A Fire in the Cold Season is a slow film, that saves all the action for its final act. If you cans stick through the long conversations, deceit and questionable motives then you will be in for a treat at the end. Oakey plays off the subtleties of his characters and the preconceived notion of the mob mentality.

Definition Please Review


By: Amanda Guarragi

Definition Please is written and directed by Sujata Day, as she takes us into former Scribbs Spelling Bee champion, Monica Chondry’s (Sujata Day) world. The film highlights family identity, mental illness and internal struggles, in a powerful and realistic way. When Monica’s brother, Sonny (Ritesh Rajan) returns home, to take care of their sick mother Jaya (Anna Khaja), tensions arise and past trauma reveals itself in different ways.

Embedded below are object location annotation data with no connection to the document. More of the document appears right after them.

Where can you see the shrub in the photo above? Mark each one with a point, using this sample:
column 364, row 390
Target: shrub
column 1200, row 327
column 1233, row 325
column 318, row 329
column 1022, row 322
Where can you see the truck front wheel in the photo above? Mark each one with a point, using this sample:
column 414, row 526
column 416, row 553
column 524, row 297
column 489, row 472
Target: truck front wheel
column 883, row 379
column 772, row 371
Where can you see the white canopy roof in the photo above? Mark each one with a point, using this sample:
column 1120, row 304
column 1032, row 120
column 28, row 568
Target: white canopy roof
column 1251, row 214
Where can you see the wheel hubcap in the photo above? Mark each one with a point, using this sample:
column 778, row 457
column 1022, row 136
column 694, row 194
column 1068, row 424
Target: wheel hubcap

Courtesy of Atajus Productions,
(center) Esha Chundru as Young Monica

Sonny lives in California and has become a personal trainer, living a very different lifestyle than his sister. Monica lives at home with her mother and she tutors young students in the area, while keeping her artistic side, as she occasionally paints in her treehouse. Both siblings are polar opposites and when they come together, the hidden rivalry slowly comes back to the forefront.

Both siblings had a very different perception, on how their life would turn out and being under the same roof, forced them both to reevaluate their current living situation. The film resonated with me because I’m currently in my mid-twenties, trying to navigate my life and to see Monica struggling as well, made me feel better. We are all on our own path and sometimes life derails you, on to many different journeys, in order to get to your final destination.

Courtesy of Atajus Productions
(left) Ritesh Rajan as Sonny and Sujata Day as Monica

As the one year anniversary of their father’s death approaches, Sonny and Monica are pressured by their mother to reconcile. What impressed me the most about this film, was how strong the writing was throughout. Everything was perfectly placed and the secrets were revealed, at the most opportune moments. It was incredibly emotional, lighthearted, and perfectly balanced.

The representation of Indian culture, shown through the soundtrack, family structure, pop culture and religious Hindu ceremonies, combined with American ideology, told a heartfelt story about achieving the American Dream. Sujata Day incorporated so many elements into this story, by creating such well rounded characters, that people can fully relate to.

Courtesy of Atajus Productions
(left) Sujata Day as Monica and Ritesh Rajan as Sonny

More importantly, she addresses the failures or questionable decisions that were made and finds that silver lining for her characters. The film also addresses mental health and has a very open discussion about it with its audience. The sibling dynamic between Sonny and Monica felt authentic, as they struggled to come to terms with who they are, together.

Definition Please is authentic, well written, charming and incredibly heartfelt. It’s a film that people need to see because of how wonderful these characters are and how important their journeys can be for so many people watching. It is a Dramedy, that has great balance and strong sense of direction from Sujata Day, in presenting a story that is important to her.